Coronel do Cenipa diz que França formalizou queixa contra vazamento

De acordo com o militar da Cenipa (Centro de Investigação e Prevenção de Acidentes), o comando da Airbus também criticou a divulgação de informações.
Sem entrar em detalhes, o coronel, que acompanhou as investigações envolvendo as caixas-pretas do Airbus-A320 nos Estados Unidos, destacou que é impossível tirar conclusões nesta fase das investigações. Segundo ele, a etapa é de coleta de dados e reclamou que não recebeu informações da Anac (Agência Nacional de Aviação Civil) nem da Infraero (Empresa Brasileira de Infra-Estrutura Aeroportuária). O militar não soube dizer por que não recebeu os dados que necessita por parte da Anac e da Infraero. Cauteloso, repetiu por diversas vezes a mesma frase: “Qualquer opinião seria precipitada e leviana da minha parte. Estamos ainda na fase de coleta de dados”.
Camargo presta depoimento à CPI do Apagão na Câmara. Por decisão da comissão, a sessão será parcialmente aberta, ou seja, o que for considerado de “caráter reservado”, o militar falará em reunião secreta. Durante o depoimento, o coronel disse que o Cenipa elabora propostas visando mais segurança no sistema aéreo brasileiro.
De acordo com Camargo, as sugestões iniciais são de que as pistas do aeroporto de Congonhas (zona sul de São Paulo) só poderão ser utilizadas quando forem atendidas todas as normas que impeçam a derrapagem. Em relação à confusão feita com o envio de um equipamento para os EUA em que a Aeronáutica afirmava ser a caixa-preta do Airbus-A320, Camargo afirmou que o “equívoco” foi provocado por análises feitas por engenheiros e mecânicos do próprio fabricante. “Houve um equívoco, sim.

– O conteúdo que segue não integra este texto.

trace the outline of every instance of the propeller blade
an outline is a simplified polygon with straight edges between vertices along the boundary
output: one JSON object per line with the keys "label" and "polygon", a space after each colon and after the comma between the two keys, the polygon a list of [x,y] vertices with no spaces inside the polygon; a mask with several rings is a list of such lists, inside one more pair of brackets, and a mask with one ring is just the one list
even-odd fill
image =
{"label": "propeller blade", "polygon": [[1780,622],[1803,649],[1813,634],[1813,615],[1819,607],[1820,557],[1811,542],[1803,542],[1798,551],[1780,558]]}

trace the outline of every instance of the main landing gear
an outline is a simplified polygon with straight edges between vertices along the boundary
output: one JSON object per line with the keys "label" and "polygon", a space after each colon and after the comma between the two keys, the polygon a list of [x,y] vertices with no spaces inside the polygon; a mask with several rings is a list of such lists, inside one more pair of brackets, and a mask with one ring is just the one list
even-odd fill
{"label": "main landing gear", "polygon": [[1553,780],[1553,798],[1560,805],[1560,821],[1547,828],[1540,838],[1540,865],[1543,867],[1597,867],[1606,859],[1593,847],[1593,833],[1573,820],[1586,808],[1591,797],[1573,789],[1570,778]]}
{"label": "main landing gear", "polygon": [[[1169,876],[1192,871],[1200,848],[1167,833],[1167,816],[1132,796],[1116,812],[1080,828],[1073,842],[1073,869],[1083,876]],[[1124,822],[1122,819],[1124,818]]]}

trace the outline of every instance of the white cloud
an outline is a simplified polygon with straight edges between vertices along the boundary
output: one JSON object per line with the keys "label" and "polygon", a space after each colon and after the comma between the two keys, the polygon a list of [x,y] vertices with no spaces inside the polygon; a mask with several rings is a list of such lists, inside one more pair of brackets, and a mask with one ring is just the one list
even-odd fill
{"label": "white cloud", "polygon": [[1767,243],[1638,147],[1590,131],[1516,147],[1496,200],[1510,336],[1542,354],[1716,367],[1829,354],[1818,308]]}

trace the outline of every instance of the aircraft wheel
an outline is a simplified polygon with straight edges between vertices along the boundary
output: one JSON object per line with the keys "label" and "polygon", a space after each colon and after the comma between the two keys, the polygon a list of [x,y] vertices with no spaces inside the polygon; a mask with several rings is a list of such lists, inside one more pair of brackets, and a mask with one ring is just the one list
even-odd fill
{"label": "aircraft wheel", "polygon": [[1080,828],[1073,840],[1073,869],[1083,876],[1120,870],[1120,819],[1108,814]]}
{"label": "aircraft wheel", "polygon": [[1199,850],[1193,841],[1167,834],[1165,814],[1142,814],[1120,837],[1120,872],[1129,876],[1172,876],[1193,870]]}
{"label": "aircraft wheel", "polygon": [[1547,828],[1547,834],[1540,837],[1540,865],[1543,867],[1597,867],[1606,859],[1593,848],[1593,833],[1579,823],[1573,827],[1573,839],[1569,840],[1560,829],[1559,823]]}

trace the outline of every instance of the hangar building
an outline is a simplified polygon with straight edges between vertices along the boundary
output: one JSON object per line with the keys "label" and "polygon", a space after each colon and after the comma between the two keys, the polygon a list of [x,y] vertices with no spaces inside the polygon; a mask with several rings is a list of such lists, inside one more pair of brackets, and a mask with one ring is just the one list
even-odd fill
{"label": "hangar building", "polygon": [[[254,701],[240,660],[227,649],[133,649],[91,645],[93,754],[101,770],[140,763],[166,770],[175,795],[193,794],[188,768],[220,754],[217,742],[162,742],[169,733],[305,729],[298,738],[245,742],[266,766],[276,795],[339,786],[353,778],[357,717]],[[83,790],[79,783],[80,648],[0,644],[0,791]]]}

Mas atestado por engenheiros e mecânicos da Airbus”, disse o militar.

Caixas-pretas

A CPI ouviu reservadamente o coronel para que ele explicasse detalhes sobre os procedimentos que o Cenipa já realizou, as linhas de investigação que estão em curso e trate sobre a confrontação de informações. Apenas os deputados Eduardo Cunha (PMDB-RJ) e Luciana Genro (PSOL-RS) foram contra à realização da sessão secreta.
O tenente-coronel Camargo se recusou a prestar esclarecimentos sobre os dados retirados das caixas-pretas do Airbus A-320 da TAM que se acidentou em 17 de julho em São Paulo, de acordo com o presidente em exercício da CPI da Crise Aérea da Câmara, deputado Eduardo Cunha (PMDB-RJ). De acordo com o deputado, o tenente-coronel usou um acórdão do Supremo Tribunal Federal para argumentar que tinha o direito de não divulgar informações de natureza profissional.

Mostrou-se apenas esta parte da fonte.